Many of the Belgian records on familysearch are not fully indexed/name searchable.
Here is the direct link for the Antwerp area civil registration:
https://familysearch.org/search/collection/2138481Rather than searching click "Browse through 2,978,372 images". You are looking for "Antwerpen" (for the city) - you may need to check in these record for both French and Dutch spellings of place names. You will also need to learn some of the basic words (these records will be in Dutch, in other areas you will get French), e.g. numbers and for example "Geboorten" = births, "Tienjarige tafels " = 10 year indexes, but the civil records follow a fairly set format. There is a list of key words here:
https://familysearch.org/learn/wiki/en/Netherlands_Language_and_LanguagesThere is a yearly index at the back for each year, and sure enough, Madeline Eugenie Jean Emilie Stephany is listed in "Geboorten 1898" (3664 is the number of her birth record).
This is hopefully a direct link to her birth record:
http://www.rootschat.com/links/01960/There is a "Tienjarige tafels" image set for 1891-1900 which looks to be all marriages. There is only one Stephany marriage in it which is for Madeline's parents.
year 1896 act 1083
Huwelijken 1896 image 274
With luck another direct link:
http://www.rootschat.com/links/01961/ Emilius Maria Ferdinandus Stephany (latin form of his name, the "Maria" is not unusual as a baptismal name).

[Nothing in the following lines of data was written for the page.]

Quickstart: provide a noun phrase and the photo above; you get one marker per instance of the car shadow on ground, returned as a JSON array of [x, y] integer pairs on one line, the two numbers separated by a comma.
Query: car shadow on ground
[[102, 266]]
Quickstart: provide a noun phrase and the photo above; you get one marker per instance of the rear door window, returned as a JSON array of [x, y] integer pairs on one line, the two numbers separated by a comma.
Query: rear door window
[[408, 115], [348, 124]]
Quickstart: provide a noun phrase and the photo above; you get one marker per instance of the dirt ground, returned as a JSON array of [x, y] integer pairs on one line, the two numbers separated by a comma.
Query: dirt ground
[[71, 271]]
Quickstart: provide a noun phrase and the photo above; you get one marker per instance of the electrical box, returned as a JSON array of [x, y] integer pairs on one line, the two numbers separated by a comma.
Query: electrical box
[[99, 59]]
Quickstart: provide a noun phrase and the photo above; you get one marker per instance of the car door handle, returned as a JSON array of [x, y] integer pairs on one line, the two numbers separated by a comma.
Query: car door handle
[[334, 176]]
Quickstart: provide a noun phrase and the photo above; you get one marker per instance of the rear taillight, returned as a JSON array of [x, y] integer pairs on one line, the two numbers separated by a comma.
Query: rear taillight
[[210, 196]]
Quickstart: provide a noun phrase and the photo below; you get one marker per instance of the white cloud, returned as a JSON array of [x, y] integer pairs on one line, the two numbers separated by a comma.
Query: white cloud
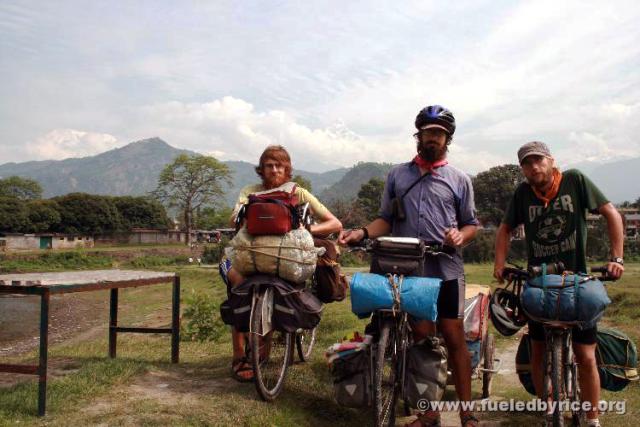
[[346, 91], [235, 130], [65, 143]]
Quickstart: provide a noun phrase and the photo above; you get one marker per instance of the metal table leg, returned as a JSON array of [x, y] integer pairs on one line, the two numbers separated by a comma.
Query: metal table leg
[[175, 321], [44, 346], [113, 322]]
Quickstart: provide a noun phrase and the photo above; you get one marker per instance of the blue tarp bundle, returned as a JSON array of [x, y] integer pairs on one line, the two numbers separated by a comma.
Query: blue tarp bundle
[[418, 295], [567, 299]]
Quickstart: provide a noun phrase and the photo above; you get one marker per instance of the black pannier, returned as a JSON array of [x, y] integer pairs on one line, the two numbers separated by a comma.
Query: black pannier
[[293, 308], [352, 379]]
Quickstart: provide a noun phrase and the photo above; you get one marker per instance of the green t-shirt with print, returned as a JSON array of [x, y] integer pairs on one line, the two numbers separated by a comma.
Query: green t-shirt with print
[[559, 231]]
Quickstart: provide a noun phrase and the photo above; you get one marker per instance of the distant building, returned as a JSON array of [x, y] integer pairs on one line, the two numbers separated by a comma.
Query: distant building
[[143, 236], [28, 242]]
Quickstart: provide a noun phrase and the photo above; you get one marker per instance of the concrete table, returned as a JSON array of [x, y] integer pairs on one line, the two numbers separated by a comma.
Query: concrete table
[[47, 284]]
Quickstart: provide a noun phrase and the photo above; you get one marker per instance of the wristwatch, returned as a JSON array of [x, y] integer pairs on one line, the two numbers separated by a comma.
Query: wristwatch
[[617, 259]]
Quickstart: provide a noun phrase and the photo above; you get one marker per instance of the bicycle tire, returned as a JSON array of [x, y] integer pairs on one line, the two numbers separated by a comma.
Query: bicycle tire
[[385, 384], [487, 375], [270, 362], [557, 380], [305, 340], [572, 387]]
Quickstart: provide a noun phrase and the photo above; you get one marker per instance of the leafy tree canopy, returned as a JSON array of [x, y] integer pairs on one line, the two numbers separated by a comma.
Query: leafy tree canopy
[[191, 182], [20, 188], [493, 190]]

My Dutch is not good (the vast majority of my Belgian lot original from French-speaking areas), but it seems they were both from Antwerp and that brother Emile de la Montagne was a witness to the marriage.
As well as the Huwelijken (marriages) you should check out the Huwelijksbijlagen (marriage supplements) where available. These are records basically of all the documentation the couple supplied to get married - can include extracts of birth records, death records for previous spouses or parents (to establish freedom to marry or who has the right to give consent to marry for a minor), checks that the husband hadn't ducked out of national service, etc. Emile and Alice's marriage supplements start here:
http://www.rootschat.com/links/01962/1) A document from a notary public confirming that Emile's widowed mother, resident in Saint Nicholas, Flandre, consented to the marriage
2) extract death record for Alice's mother
3) extract birth record for Alice
4) extract death record for Emile's father
5) extract birth record for Emile
6) Documentation of Emile's military service (national service).
You should go back and find the originals of the birth/death records as well. I hope I've given you a start, but I do encourage you to try and familiarise yourself with the record format. They are not too difficult to use and have a lot more information in them than English records!
Censuses/population registers were taken in Belgium but are seldom used for the simple reason that there are few indexes and searching a place like Antwerp by hand just isn't very feasible.